I have often used the concept “sphere of interest”. When I talk about dividing the world between the big powers or rather their overlords or triumvirs, the term must be nuanced considerably. We can differentiate between several types or levels or fields of interest. At least these four could be mentioned:
1} Sphere of economic interest.
This involves markets, investments, outsourcing of production, division of labour, exchange of raw materials etc. For a given superpower or its leader, a such sphere presently can encompass large parts of the world.
2} Sphere of IT infrastructure.
Partly also of IT software and hardware.
3} Sphere of political dominance.
This ranges from political influence to outright overlordship.
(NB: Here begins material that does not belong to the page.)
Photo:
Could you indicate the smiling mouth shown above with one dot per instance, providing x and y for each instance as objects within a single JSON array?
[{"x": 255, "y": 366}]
4} Sphere of military presence.
Clearly, the geographical size of the spheres decreases from 1} to 4}. Both the spheres of economy and IT can be large. Depending on the degree of decoupling or derisking, the spheres of these types can overlap considerably, e.g. a country in South America can be economically interesting for both the United States and China. Obviously, such overlapping is not the case for the spheres of political overrule and military presence.
Many conflicts between big powers arise from disputes over the demarkations or borders between the sphere of interest in these four fields. As said in the previous post, it could bring a certain stability if the small and medium size countries in important parts of the world are distributed between the superpowers, and this happens along clearly defined demarkation lines, agreed upon by these powers.
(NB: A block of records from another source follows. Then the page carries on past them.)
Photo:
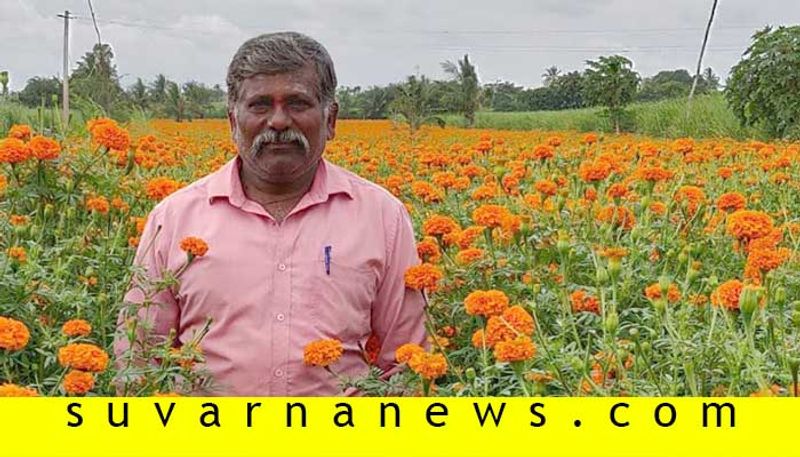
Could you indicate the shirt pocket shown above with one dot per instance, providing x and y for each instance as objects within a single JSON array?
[{"x": 338, "y": 299}]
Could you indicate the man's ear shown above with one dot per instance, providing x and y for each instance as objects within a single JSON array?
[{"x": 333, "y": 114}]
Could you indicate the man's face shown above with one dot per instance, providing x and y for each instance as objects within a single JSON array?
[{"x": 279, "y": 125}]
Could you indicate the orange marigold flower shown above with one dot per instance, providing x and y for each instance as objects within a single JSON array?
[
  {"x": 44, "y": 148},
  {"x": 20, "y": 132},
  {"x": 322, "y": 353},
  {"x": 111, "y": 136},
  {"x": 439, "y": 225},
  {"x": 425, "y": 276},
  {"x": 78, "y": 382},
  {"x": 404, "y": 353},
  {"x": 98, "y": 205},
  {"x": 14, "y": 151},
  {"x": 516, "y": 350},
  {"x": 583, "y": 302},
  {"x": 13, "y": 390},
  {"x": 490, "y": 215},
  {"x": 17, "y": 253},
  {"x": 159, "y": 188},
  {"x": 546, "y": 187},
  {"x": 732, "y": 201},
  {"x": 468, "y": 256},
  {"x": 653, "y": 292},
  {"x": 83, "y": 356},
  {"x": 76, "y": 327},
  {"x": 727, "y": 294},
  {"x": 746, "y": 225},
  {"x": 14, "y": 335},
  {"x": 486, "y": 302},
  {"x": 429, "y": 366},
  {"x": 194, "y": 246}
]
As we have at least four fields, there must be agreement on a division line in each. Unless the decoupling is total, the spheres in the four fields should not coincide geographically. In this case the borders between the resulting super-spheres would be almost impossible to agree upon. Because one country is a part of the economic sphere of one power it does not have to be also politically dominated.
To conclude, in order to stabilise the globe, it can be divided into spheres on several levels, e.g. economy, IT, politics and military, and the demarkation lines between these spheres, i.e. which countries “belong to” which of the major players can be different on each level.